DuckDB's `s3://` defaults to AWS. For Ceph-based endpoints (NRP Nautilus, MinIO, etc.), a secret with the custom endpoint is required — otherwise DuckDB silently sends requests to AWS and fails.

```sql
-- Public bucket on a custom endpoint (no credentials needed)
CREATE SECRET nrp (
    TYPE s3,
    ENDPOINT 's3-west.nrp-nautilus.io',
    URL_STYLE 'path'
);

-- Private bucket
CREATE SECRET nrp_private (
    TYPE s3,
    KEY_ID 'your-key',
    SECRET 'your-secret',
    ENDPOINT 's3-west.nrp-nautilus.io',
    URL_STYLE 'path'
);
```

`URL_STYLE 'path'` is required for Ceph/MinIO; the default `vhost` style will fail.

For NRP Nautilus specifically, the correct endpoint depends on whether you are inside a k8s pod or not — see the `nrp-s3` skill for endpoint values and SSL settings.

## Accessing Multiple S3 Endpoints Simultaneously

When reading from buckets on different endpoints (e.g., NRP and AWS S3), DuckDB needs to know which secret applies to which `s3://` URL. Since only the bucket name appears in an `s3://` address — not the endpoint — this is resolved with **secret scopes**.

A secret's `SCOPE` is a path prefix. When multiple secrets match, the longest prefix wins. Use per-bucket scopes to route cleanly:

```sql
-- Bucket on NRP Nautilus
CREATE SECRET nrp_bucket (
    TYPE s3,
    ENDPOINT 's3-west.nrp-nautilus.io',
    URL_STYLE 'path',
    SCOPE 's3://my-nrp-bucket'
);

-- Bucket on AWS (or source.coop)
CREATE SECRET aws_bucket (
    TYPE s3,
    KEY_ID 'aws-key',
    SECRET 'aws-secret',
    SCOPE 's3://my-aws-bucket'
);

-- Now each s3:// path routes to the correct endpoint automatically
SELECT * FROM read_parquet('s3://my-nrp-bucket/data.parquet');   -- uses nrp_bucket secret
SELECT * FROM read_parquet('s3://my-aws-bucket/data.parquet');   -- uses aws_bucket secret
```

To debug which secret DuckDB selects for a given path:

```sql
FROM which_secret('s3://my-nrp-bucket/file.parquet', 's3');
```

Without scopes, if two secrets exist for the same type, DuckDB's selection is ambiguous and one endpoint's credentials will silently be sent to the wrong endpoint.

## Common Pitfalls

1. **`s3://` passed to `ST_Read()`** — `ST_Read()` is GDAL-based; it requires `/vsicurl/` or `/vsis3/`, not `s3://`.
2. **`/vsicurl/` passed to `read_parquet()`** — Native reader uses `s3://` or `https://`, not GDAL prefixes.
3. **`ST_Read('file.parquet')`** — Vendored GDAL cannot read Parquet.

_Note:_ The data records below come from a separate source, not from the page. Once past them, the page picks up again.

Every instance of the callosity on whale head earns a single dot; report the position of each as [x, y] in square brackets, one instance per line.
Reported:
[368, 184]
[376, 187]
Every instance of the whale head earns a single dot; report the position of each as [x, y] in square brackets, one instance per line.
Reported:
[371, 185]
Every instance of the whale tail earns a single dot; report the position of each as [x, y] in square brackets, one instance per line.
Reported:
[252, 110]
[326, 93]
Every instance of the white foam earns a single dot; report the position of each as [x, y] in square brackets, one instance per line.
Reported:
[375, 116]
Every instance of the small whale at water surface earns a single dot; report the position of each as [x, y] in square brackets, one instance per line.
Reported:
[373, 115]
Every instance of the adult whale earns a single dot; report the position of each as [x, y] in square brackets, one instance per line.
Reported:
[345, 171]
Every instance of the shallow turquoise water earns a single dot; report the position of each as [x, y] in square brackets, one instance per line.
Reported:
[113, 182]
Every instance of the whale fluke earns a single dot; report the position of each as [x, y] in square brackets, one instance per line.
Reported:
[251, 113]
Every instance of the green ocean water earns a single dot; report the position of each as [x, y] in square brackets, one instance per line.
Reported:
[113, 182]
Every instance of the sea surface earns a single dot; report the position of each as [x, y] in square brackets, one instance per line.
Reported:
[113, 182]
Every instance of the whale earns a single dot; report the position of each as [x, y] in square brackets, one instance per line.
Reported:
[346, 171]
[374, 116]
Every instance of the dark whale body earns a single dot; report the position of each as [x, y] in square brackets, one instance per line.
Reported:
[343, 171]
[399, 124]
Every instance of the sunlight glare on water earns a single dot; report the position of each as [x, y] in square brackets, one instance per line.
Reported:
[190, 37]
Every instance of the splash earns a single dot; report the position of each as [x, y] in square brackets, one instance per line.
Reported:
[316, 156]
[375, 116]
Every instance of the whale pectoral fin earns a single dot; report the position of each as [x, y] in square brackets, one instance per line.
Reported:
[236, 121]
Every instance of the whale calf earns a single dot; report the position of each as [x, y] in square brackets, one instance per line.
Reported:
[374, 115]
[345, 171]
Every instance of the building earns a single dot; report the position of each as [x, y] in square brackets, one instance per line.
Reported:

Use `read_parquet()` with spatial extension loaded.
4. **Missing S3 secret for custom endpoint** — Omitting a secret causes silent routing to AWS. Always create a secret with the correct endpoint and `URL_STYLE 'path'` for non-AWS S3.
5. **Writing to `/vsis3/` from DuckDB** — Use `COPY ... TO 's3://...'` with a configured secret; vendored GDAL write to S3 does not work.